Bracing Ankles

June 10, 2015

By Matt Hawkins

Form-fitting internal fixation plates may one day replace uncomfortable plates and screws as a common surgical fix for broken bones, and a team of Bradley students hopes to be at the forefront of that innovation as they developed a process to make custom ankle plates.

The innovation, one of three convergence projects this year, brought together senior business and engineering students to research, design and market the devices for Peoria-based Dental Arts Laboratories. If the product and procedure find a niche in medicine, a range of surgical procedures could become easier for surgeons and cheaper and less painful for patients.

Students created a process by which plates are built from models created from CT scans or MRIs of patients. Custom-made pieces would replace standardized parts surgeons have to fit onto patients.

“It’s a great product to put in the market,” said Gerardo de la Torre, a mechanical engineering major from Dunlap, Illinois. “You wouldn’t spend money on storage, parts or extra time. Hopefully every device will eventually be customizable.”

By uniting business and engineering minds, convergence projects force students to see concepts from new perspectives. This uncomfortable territory builds leadership and teamwork abilities as engineering students learned product promotion and business students learned product development.

“We can get in our bubbles where others don’t understand our terminology,” de la Torre said. “In the real world, we’ll have to make sure others understand us because we’ll be talking to people with different backgrounds who don’t know our technical language.”

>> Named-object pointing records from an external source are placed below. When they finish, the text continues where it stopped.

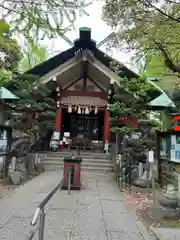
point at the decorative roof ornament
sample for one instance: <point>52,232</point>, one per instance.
<point>85,54</point>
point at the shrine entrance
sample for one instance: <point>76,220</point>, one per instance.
<point>91,125</point>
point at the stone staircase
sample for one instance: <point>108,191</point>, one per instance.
<point>90,161</point>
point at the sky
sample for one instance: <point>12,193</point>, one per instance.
<point>99,31</point>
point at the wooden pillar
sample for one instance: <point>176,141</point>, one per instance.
<point>106,126</point>
<point>58,120</point>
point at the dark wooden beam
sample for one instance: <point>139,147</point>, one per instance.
<point>66,93</point>
<point>72,83</point>
<point>85,71</point>
<point>93,81</point>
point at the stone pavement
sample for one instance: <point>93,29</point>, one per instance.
<point>97,212</point>
<point>166,233</point>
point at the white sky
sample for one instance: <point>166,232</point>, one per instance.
<point>99,30</point>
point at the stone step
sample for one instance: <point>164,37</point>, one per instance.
<point>60,159</point>
<point>84,156</point>
<point>90,169</point>
<point>83,164</point>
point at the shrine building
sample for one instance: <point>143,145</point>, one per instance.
<point>82,82</point>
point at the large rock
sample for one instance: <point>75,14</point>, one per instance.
<point>161,212</point>
<point>169,197</point>
<point>39,167</point>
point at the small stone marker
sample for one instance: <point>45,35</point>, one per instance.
<point>15,177</point>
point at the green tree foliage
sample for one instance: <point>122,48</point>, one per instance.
<point>10,53</point>
<point>44,18</point>
<point>133,103</point>
<point>33,54</point>
<point>147,26</point>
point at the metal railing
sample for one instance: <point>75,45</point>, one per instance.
<point>40,213</point>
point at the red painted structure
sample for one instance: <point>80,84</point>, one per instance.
<point>176,121</point>
<point>132,121</point>
<point>75,164</point>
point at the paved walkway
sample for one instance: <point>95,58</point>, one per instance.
<point>97,212</point>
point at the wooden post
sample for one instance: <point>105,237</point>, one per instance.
<point>106,127</point>
<point>58,120</point>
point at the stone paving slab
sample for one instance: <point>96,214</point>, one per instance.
<point>94,213</point>
<point>166,233</point>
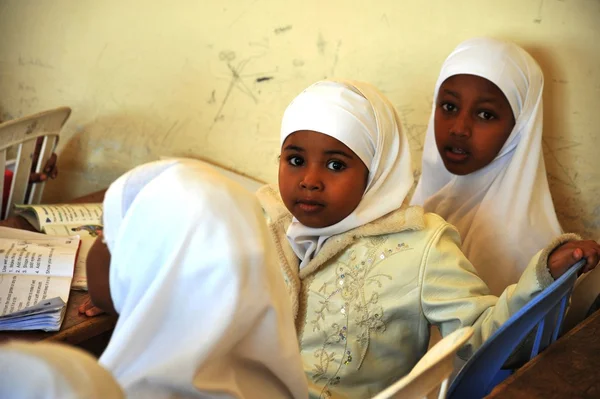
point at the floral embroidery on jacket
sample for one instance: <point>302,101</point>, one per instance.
<point>355,314</point>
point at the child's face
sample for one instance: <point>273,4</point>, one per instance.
<point>98,270</point>
<point>472,121</point>
<point>320,179</point>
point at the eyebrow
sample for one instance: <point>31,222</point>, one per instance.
<point>296,148</point>
<point>338,152</point>
<point>292,147</point>
<point>480,100</point>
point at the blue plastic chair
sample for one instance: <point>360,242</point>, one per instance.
<point>484,370</point>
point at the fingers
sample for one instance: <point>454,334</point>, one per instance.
<point>590,250</point>
<point>94,311</point>
<point>37,177</point>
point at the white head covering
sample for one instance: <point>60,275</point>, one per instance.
<point>203,309</point>
<point>362,118</point>
<point>53,371</point>
<point>504,211</point>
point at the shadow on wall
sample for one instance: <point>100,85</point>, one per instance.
<point>562,154</point>
<point>101,150</point>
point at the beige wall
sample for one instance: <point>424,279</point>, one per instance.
<point>146,78</point>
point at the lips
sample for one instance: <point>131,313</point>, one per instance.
<point>309,205</point>
<point>456,153</point>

For the business majors, the collaborative project helped them fine-tune research and sales pitches.

“I would not have known what to ask customers about the product without the engineering students' help,” said Jordyn Shawhan, a business management major from Peoria. “If you are trying to research/market a product, you have to understand the product. Collaboration is essential for research and marketing so we can provide the best service to our clients or customers.”

With this project, students also stood on the edge of the growing biomedical field. That exposure added an adventurous layer to the experiential learning opportunity.

“They’re looking at a specific application that’s never been done before,” said mechanical engineering professor Dr. Kalyani Nair. “That includes a lot of research they never would do in the classroom. As a result, they become more independent researchers and decision-makers. They come up with the designs and functional prototypes. This is a very real-world experience.”